The present condition of the College may be described as full of encouragement to its friends.  It seems more firmly established than at any previous period of its history.  Without debt, with resources sufficient to carry on all the college work creditably, with a promise of a steady, healthy increase in the number of its students, with projected improvements likely to be realized, with evidences of newly awakened interest on every side, among the friends of education in the Conferences and its Alumni, frequently manifested in inquiries as to the plans for the celebration of its rapidly approaching centennial, there is every reason to hope that it will soon fully recover the proud position it once occupied.
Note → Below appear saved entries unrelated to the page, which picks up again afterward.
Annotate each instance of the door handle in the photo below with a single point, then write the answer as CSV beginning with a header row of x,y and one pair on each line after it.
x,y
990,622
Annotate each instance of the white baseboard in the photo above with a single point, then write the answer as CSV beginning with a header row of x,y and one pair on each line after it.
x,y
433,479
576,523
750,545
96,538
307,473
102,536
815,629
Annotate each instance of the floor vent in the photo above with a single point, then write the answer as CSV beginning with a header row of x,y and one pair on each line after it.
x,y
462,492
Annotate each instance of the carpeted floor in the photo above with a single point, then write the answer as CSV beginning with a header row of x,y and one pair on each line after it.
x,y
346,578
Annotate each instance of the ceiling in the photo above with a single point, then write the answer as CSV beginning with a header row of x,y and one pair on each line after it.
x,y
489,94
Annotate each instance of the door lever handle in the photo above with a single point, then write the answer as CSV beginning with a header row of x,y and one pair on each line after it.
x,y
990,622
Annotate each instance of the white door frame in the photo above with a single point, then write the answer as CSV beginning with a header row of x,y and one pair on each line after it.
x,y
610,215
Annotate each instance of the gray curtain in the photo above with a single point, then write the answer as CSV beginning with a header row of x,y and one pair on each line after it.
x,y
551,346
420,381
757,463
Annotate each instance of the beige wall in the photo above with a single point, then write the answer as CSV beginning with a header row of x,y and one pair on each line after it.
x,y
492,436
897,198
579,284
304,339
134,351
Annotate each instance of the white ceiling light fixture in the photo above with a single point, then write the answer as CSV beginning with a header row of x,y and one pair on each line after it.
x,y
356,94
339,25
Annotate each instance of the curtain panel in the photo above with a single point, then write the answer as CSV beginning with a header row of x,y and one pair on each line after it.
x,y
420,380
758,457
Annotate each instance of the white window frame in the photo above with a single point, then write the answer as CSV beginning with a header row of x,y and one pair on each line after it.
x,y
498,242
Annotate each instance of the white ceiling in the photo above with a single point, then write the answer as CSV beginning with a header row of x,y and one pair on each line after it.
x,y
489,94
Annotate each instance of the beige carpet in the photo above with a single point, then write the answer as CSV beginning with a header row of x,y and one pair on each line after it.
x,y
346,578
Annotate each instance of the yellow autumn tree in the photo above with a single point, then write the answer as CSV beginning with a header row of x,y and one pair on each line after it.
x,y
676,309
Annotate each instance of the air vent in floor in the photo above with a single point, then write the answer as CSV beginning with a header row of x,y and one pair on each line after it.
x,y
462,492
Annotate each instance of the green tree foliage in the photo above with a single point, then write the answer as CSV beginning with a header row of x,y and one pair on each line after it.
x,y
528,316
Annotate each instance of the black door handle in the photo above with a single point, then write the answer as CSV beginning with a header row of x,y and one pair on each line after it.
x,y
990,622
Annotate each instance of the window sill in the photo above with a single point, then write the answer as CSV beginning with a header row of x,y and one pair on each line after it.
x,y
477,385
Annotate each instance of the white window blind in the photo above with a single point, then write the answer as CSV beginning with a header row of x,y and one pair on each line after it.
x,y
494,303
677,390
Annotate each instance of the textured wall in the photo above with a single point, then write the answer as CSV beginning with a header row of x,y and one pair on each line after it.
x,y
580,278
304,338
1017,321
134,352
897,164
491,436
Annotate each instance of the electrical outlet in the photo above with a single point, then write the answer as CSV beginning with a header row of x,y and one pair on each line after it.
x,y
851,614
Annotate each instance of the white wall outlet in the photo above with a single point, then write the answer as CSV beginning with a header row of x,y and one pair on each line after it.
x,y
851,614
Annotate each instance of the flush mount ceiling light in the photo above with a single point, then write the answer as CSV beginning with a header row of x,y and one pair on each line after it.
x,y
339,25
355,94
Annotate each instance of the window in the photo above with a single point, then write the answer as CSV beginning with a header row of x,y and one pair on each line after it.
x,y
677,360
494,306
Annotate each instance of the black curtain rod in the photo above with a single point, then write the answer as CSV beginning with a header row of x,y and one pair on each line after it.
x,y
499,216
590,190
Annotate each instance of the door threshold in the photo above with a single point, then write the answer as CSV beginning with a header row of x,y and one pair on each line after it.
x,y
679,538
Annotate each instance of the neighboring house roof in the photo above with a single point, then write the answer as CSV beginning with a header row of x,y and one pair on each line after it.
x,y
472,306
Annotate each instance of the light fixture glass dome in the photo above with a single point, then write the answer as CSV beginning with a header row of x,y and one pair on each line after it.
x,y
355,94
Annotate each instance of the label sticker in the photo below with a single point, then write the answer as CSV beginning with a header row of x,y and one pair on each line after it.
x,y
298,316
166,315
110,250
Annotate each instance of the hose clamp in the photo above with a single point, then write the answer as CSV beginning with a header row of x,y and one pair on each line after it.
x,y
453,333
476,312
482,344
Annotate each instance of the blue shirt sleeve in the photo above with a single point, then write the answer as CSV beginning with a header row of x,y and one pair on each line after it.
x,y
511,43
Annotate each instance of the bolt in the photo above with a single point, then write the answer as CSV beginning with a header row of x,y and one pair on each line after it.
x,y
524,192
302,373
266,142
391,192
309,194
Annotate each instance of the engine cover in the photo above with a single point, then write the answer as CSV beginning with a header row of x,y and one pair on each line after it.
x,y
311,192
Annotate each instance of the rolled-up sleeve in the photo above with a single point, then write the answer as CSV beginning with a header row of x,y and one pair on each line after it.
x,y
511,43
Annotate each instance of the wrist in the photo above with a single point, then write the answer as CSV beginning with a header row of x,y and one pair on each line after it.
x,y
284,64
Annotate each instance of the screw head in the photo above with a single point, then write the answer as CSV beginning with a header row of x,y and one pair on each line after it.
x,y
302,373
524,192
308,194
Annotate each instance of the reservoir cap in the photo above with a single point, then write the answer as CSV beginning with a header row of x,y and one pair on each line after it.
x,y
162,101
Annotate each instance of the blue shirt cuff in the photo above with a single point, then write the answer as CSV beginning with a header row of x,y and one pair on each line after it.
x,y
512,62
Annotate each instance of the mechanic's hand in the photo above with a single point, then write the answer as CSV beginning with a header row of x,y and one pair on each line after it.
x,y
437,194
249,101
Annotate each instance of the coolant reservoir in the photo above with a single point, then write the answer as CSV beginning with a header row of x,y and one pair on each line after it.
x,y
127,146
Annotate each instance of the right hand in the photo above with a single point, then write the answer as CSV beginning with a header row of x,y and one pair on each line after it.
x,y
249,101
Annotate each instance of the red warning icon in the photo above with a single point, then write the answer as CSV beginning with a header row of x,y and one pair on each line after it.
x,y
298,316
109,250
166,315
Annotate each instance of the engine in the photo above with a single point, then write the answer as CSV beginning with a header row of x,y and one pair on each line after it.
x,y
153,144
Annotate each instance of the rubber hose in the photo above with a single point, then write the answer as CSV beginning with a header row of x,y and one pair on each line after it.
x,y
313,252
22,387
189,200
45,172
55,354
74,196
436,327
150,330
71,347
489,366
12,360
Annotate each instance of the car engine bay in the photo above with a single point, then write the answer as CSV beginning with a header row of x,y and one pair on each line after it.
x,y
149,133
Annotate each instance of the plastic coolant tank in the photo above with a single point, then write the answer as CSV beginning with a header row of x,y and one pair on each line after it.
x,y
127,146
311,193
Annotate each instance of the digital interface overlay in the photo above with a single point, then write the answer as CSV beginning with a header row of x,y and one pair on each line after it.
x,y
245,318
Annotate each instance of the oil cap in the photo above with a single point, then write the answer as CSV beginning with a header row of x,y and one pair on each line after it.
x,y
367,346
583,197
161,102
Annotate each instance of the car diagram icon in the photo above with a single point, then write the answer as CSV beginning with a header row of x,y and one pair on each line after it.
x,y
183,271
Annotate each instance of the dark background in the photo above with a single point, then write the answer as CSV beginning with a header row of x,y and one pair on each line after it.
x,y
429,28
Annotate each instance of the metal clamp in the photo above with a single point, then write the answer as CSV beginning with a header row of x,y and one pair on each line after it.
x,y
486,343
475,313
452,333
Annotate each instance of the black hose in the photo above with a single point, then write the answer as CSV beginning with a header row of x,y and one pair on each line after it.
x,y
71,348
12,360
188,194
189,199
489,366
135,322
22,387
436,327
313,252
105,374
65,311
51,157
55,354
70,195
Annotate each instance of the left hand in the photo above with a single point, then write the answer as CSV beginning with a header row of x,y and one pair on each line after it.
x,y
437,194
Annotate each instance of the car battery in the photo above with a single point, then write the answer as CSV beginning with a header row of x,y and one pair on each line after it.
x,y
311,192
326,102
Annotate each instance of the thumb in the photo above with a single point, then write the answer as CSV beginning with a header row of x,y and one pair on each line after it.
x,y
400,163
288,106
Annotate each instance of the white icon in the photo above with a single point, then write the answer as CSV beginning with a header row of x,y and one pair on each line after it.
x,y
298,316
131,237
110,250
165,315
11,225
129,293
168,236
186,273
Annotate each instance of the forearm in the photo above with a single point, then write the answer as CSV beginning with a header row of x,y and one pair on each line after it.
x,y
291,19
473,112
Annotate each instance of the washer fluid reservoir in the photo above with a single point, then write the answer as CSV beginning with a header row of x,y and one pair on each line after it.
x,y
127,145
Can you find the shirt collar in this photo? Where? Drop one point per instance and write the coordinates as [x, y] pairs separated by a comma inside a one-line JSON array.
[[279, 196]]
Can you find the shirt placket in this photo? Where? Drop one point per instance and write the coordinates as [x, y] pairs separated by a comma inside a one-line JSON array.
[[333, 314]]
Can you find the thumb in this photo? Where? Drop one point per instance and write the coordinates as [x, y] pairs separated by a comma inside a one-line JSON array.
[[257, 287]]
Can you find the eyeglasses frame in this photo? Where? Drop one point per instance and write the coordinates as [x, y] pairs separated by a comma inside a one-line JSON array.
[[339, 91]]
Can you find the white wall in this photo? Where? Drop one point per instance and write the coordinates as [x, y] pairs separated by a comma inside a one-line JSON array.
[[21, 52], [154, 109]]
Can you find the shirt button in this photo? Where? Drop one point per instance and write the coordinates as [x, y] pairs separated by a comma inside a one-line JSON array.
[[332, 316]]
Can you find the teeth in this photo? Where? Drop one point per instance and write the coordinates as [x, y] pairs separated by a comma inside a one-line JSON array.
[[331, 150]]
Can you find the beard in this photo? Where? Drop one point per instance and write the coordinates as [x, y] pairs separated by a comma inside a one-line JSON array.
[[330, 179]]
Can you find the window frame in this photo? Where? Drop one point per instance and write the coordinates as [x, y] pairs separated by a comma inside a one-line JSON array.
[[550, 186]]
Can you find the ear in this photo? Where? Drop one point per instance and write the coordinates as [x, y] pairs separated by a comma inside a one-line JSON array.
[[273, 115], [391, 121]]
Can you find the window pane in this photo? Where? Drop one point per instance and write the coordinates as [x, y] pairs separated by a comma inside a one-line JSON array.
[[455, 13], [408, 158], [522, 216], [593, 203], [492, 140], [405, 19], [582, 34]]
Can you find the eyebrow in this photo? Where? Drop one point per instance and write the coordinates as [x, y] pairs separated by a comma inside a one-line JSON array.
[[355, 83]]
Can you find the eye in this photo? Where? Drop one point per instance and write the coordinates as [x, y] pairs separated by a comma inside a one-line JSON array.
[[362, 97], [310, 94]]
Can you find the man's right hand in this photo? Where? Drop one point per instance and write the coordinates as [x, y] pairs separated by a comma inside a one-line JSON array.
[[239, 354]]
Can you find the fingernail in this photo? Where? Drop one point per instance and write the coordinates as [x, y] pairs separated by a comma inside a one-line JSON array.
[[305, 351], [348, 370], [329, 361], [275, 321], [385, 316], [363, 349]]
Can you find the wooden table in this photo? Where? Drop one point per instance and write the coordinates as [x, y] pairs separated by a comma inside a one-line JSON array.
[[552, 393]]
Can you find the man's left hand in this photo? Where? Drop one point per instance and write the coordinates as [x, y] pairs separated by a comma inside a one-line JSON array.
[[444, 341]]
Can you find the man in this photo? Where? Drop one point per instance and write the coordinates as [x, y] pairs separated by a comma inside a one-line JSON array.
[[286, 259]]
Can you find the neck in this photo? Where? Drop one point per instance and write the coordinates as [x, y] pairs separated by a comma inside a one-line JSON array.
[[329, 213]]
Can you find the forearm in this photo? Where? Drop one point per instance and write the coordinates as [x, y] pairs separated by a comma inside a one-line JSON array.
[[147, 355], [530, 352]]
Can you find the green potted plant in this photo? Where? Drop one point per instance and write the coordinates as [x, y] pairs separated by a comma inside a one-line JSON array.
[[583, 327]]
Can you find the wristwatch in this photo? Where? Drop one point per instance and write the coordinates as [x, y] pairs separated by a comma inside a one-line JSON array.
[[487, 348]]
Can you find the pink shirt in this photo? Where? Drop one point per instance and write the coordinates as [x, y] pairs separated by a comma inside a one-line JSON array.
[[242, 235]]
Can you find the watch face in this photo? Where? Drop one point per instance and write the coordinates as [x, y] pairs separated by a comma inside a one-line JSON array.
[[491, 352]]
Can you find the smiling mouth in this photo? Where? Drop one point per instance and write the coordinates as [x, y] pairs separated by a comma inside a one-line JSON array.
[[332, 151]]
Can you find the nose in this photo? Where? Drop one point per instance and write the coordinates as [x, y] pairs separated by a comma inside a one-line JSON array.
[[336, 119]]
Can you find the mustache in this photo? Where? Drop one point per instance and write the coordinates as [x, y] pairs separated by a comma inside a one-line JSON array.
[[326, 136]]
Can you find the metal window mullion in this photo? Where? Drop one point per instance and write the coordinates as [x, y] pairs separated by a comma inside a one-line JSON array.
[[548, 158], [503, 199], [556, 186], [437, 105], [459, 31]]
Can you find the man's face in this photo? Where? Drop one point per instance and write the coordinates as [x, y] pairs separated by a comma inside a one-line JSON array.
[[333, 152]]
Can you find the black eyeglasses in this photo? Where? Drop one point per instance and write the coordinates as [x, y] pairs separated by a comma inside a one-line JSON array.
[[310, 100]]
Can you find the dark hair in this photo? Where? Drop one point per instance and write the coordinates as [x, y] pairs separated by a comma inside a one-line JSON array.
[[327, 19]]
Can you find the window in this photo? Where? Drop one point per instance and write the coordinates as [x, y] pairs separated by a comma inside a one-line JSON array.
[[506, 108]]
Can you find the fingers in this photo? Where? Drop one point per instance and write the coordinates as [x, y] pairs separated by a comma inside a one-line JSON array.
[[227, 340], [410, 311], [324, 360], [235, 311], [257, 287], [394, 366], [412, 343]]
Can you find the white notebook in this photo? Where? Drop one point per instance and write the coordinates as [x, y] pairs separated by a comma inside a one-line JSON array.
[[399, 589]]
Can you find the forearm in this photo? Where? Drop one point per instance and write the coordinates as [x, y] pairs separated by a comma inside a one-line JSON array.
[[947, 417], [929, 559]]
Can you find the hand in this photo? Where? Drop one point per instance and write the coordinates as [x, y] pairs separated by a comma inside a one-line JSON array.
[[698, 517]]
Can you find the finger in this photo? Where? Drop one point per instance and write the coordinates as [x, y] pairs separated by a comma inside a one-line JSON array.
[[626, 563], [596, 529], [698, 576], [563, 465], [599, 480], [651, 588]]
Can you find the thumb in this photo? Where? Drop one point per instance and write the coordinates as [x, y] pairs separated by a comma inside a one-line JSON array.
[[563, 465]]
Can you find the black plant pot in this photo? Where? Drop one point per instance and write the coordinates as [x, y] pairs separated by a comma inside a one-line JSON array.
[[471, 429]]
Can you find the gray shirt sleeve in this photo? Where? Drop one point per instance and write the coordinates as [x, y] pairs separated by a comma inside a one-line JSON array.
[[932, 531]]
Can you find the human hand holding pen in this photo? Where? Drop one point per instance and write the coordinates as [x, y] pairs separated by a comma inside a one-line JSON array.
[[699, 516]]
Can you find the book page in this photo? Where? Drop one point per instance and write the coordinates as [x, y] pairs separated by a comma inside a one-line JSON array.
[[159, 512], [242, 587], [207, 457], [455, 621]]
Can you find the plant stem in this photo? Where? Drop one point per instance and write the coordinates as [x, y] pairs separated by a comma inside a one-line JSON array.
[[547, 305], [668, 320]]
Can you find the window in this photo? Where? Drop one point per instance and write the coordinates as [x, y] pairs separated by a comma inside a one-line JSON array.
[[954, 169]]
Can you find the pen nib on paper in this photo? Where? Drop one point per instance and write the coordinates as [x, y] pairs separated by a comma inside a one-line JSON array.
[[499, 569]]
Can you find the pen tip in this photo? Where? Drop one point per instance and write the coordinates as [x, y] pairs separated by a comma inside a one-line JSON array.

Its fifty years of history, in connection with the Methodist Episcopal Church, have been the most flourishing, as well as highly creditable to that denomination, and are filled with associations and memories that must continue to deepen the hold of the College upon it, whilst its continual contributions of Alumni to its various fields of labor, indicate the high place that it fills in the economy of that Church.  One of its most honored bishops, its senior missionary secretary, the President of its leading theological seminary, many of the pastors of its leading churches, suggest themselves at once among her prominent sons, whilst in the preparation of the Biblical and Theological Library, ordered by the General Conference of 1872, both editors are graduates of Dickinson, two of the leading volumes are assigned to sons of the same family, and the first of the series to appear, admittedly a credit, not only to the Church, but to the country, comes directly from the College itself.  In its long, unbroken line of Alumni are


found many eminent in all positions in life, including a President of the United States, as well as a Chief Justice, Judges, Senators, Congressmen, Cabinet Officers, and professional men of high rank.  To quote the words of one of the highly hon-ored  "first Faculty:" "Happy is the mother who has reared such sons.  When the hundredth anniversary of the opening of Dickinson College shall arrive, let her living Alumni come up from all parts of the country, and from the four quarters of the earth, and gather around her hearth-stone to rejoice together, and to pledge anew their fidelity to culture, patriotism, and religion, to one another, and to Alma Mater.  Let them come with full hearts and hands, and pour into her lap such offerings as shall place her where her founders meant she should stand — in the front rank of American colleges."